Arlee had moments of recognition. You know that she and Joe walked all over creation. Until they were in their late seventies, they walked 10 miles a day—5 in the morning, 5 at night. In their eighties they had to cut it back to 6 a day. They went walking last Thursday; after 100 yards, Arlee told Joe she had to go back. She could not make it all the way back; he had to help her up the driveway. On the morning that she died, she and Joe spend part of the morning telling each other how much they loved each other. She knew who he was. She was weak from the walk the day before. Joe has bathed her, and changed her twice. He was outside in the garage, getting ready to finish mowing the yard, when she called his name. He came in quickly, and he picked her up from the sofa. As he held her, she went completely limp like a doll. She died in the perfect place, being held by her beloved husband.
The timing of her death was nearly perfect. Before her own health degenerated, before it broke Joe’s health, she died quickly, almost instantly at home, on a sunny spring day, on Good Friday, the day of her Lord’s death, and in her husband’s arms, after they had 62 good years together. Death is always hard on those left behind, but hers was a good death. In her the fruits of God’s spirit grew large and mature.

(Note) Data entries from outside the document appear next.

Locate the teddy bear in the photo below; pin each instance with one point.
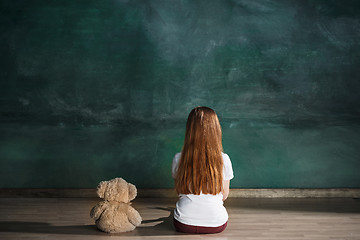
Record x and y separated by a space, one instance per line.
115 214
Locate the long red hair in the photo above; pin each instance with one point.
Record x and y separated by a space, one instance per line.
201 165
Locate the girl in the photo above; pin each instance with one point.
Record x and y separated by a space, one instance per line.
202 174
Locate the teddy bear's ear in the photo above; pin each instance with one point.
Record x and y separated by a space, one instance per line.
101 189
132 191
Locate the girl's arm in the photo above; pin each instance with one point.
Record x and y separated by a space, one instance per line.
226 189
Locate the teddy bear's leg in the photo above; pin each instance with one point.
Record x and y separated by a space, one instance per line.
97 210
134 216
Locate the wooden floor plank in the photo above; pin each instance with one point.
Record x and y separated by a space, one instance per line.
250 219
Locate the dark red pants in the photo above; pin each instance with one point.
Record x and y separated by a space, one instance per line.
180 227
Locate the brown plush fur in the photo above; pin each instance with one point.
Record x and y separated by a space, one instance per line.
115 214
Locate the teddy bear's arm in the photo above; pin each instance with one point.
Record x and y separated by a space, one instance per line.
134 216
97 210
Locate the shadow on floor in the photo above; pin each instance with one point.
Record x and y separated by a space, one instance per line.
164 227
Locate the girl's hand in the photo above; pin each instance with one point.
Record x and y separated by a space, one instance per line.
226 189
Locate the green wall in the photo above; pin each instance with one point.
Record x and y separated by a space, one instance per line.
91 90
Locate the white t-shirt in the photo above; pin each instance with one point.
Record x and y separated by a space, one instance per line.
204 210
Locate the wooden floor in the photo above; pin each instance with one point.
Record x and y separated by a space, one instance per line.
68 218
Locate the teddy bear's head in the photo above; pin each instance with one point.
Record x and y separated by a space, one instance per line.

One last story. Arlee use to walk around her neighborhood often in the last few years. Joe worried about her at first, either going with her, or following her in the car. Then he noticed this: she always came home. She always found her way home, and most often with a handful of flowers that she had liberated from a neighbor’s yard. Sometimes she was later than Joe wanted her to be, but she never got lost, and always came home, rain or shine. A couple of weeks ago, the weather turned bad and Joe went out to look for her. He went all over the neighborhood, until he came home, and found her—seated, completely dry and waiting for him. She had gone home ahead of him, with a handful of flowers, and was waiting for him—as she does now.